A Spanish region has found something in the sea that for 200 years we thought was a myth. The sea has great potential that humans are beginning to take advantage of. Although the different energies coming from the sea have yet to be discovered, after decades of research, they are gaining a place in the renewable energy sector.
The world needs to reduce its dependence on fossil fuels and relying on an unlimited and accessible supply seems the best option. Ocean energy is about harnessing the energy power of the oceans to transform it into electricity. It is extracted especially from the power of waves, tides, currents, salinity and temperature differences between the surface and the seabed.
The advantages we can find in ocean energies are very similar to those found in renewable energies. They do not produce waste or cause major environmental impacts.
This myth of the sea disappears thanks to this Spanish region
In 1881, someone said that it was possible to generate electricity with the heat of the sea and now this theory will be tested in the Canary Islands. French inventor Jacques Arsène d’Arsonval designed a steam turbine that spins on warm water and now its first prototype has begun to be built in a shipyard in Gran Canaria.
The oceans are warming and, although many might think it’s a bad omen, a consortium of European companies called PLOTEC has seen an opportunity to test a technology in the Canary Islands. It’s called OTEC (Ocean Thermal Energy Conversion) and it’s a floating platform that transforms warm seawater into electricity via a steam turbine.
OTEC is actually a cylindrical barge with several pumps, a pair of heat exchangers and a turbine. Two pairs of tubes come out of the lower area, one for warm water from the surface and one for cold water from the seabed.
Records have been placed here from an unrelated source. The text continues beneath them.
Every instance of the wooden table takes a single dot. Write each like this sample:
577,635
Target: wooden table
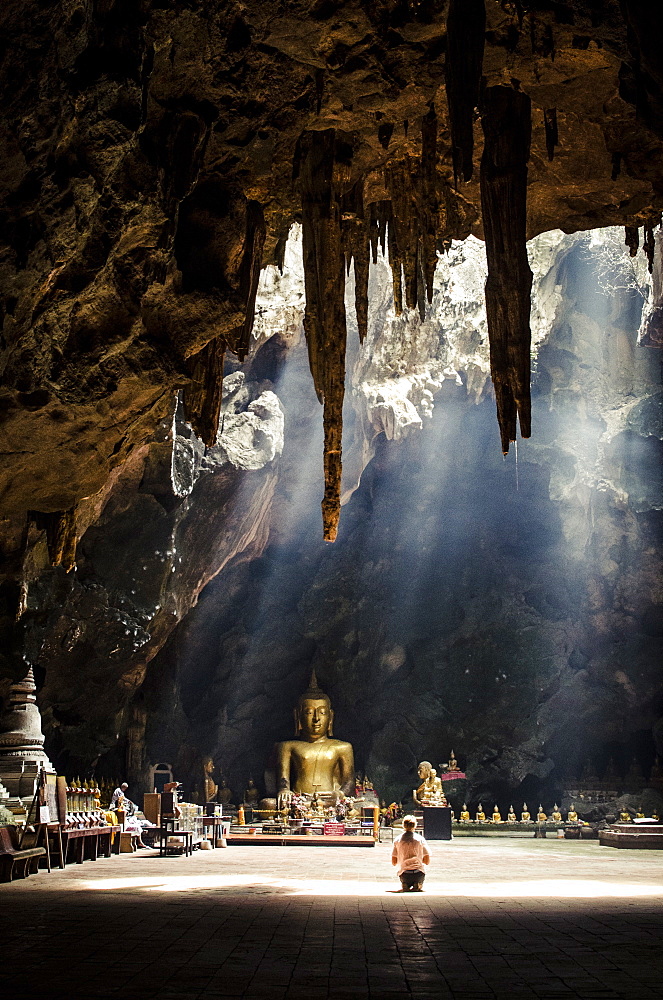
90,843
218,823
168,829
The process is easy to understand.
How does the technology that will be tested in the Canary Islands work?
To begin with, this technology sucks water from the sea surface, which was previously heated by the sun’s rays. This warm water (around 26ºC) is used to evaporate a fluid with a low boiling point. The steam generated turns a turbine connected to a generator to generate electricity.
The barge also draws cold water from the deep sea with a turbo that extends up to 1 km. The cold water is at about 4 degrees and is used to cool the steam, transforming it back into a liquid that can be reused.
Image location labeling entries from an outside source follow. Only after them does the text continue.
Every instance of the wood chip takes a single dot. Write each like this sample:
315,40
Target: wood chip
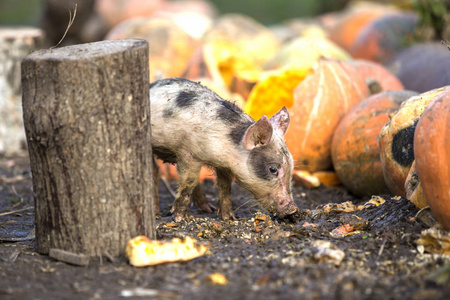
69,257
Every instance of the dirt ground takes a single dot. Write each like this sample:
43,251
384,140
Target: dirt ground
261,257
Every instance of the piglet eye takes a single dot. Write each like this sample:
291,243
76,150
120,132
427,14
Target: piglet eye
273,170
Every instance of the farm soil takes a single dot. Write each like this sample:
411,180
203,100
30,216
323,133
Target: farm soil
260,256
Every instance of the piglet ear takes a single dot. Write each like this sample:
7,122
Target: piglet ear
280,121
258,134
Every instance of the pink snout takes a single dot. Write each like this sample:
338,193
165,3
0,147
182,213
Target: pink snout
285,207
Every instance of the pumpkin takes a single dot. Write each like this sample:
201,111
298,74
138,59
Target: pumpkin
355,148
274,91
320,102
303,52
422,67
238,42
345,32
432,152
377,77
413,188
397,141
114,12
171,47
381,39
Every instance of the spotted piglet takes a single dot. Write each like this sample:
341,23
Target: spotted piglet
192,126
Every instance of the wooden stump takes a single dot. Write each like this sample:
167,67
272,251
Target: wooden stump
86,112
15,44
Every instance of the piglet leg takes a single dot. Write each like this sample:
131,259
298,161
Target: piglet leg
224,180
200,200
188,181
155,185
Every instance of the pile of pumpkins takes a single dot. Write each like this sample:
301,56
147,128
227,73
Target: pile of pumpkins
343,79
This system operates continuously and the energy produced is transmitted to the grid via an underwater cable. The first test will be carried out with a 1:5 scale prototype. The hull of the platform will be assembled at the Hidramar shipyard in Gran Canaria, the cold water piping will be manufactured in Austria.
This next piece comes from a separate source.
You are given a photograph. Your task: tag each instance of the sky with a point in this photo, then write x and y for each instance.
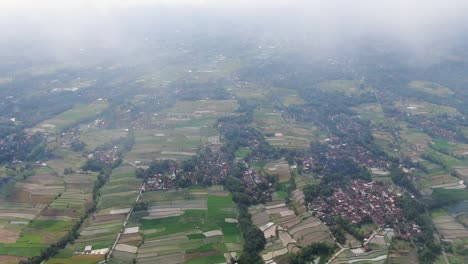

There are only a few months left for POTEC to discharge this method in the Atlantic, where it will be ‘at the disposal’ of the ocean conditions that appear during one year.
The myth about the sea will end in the Canary Islands
This technology is not something new, although it may seem so at first glance, but dates back to the 19th century. As we mentioned before, it was the French inventor Jacques Arsène d’Arsonval who mentioned this idea in 1881 and Georges Claude, one of his disciples, brought to the world the first functional plant (OTEC-1) in Cuba back in 1930.
After so many years thinking that it could be a myth, this Spanish region will see the resurgence of this revolutionary and bohemian idea. If you like topics related to energy and the sea, you cannot miss the scope of tidal energy in Spain.